The atrocities committed against the Stolen Generations and their families must never be repeated, and the nation will forever remember the hardships they endured.
The damage of these policies has been made clear by the efforts AbSec has taken in assisting the Stolen Generations Council of NSW & ACT in their work supporting members of the Stolen Generations in their journey of healing.
Kirrily Jordan, Executive Officer of the Stolen Generations Council of NSW & ACT, said, “It is crucial for members of the Stolen Generations, that have endured so much pain, to be supported in their process of healing.

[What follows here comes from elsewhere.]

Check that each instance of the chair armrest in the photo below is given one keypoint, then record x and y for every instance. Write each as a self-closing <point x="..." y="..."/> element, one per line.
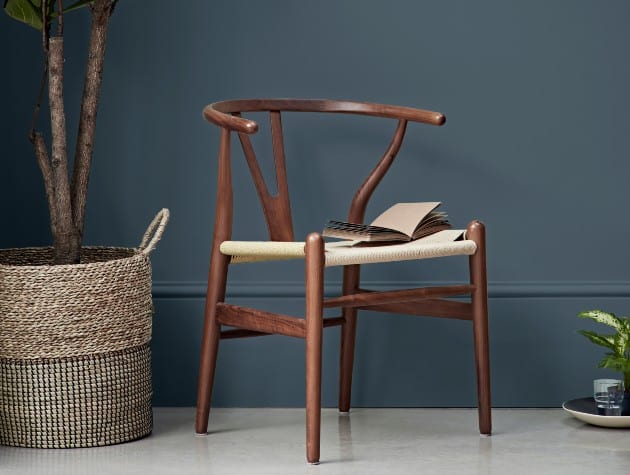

The impact of these past government policies has started a vicious cycle of intergenerational trauma that requires extensive support and assistance.”
On supporting members of the Stolen Generations, AbSec CEO John Leha said, “As the peak organisation for Aboriginal children and families, it is the responsibility of AbSec to not only protect current generations of Aboriginal children from suffering but also supporting past members of the Stolen Generations and their families. The work of the Stolen Generations Council is invaluable to the community, and we will continue to support them in their healing work.”
Across Australia, the number of Aboriginal children in out-of-home care continues to increase, set to double by 2029, fomenting a new and growing crisis of child removals.
AbSec is calling on the NSW Government to learn from the mistakes of the past and do more to protect Aboriginal kids and support their families through investing in crucial early intervention and support services for families in need.
Mr Leha said, “Sorry Day is an annual reminder of the injustices committed against Aboriginal peoples by previous governments. Sadly, however, the impact of child removals on Aboriginal families is not a thing of the past. In NSW, the overrepresentation of our kids in the child protection system continues to increase, and more must be done to support Aboriginal families and communities. We need a child protection system that focuses on prevention and keeping families together to avoid this developing crisis and ensure history does not repeat itself.”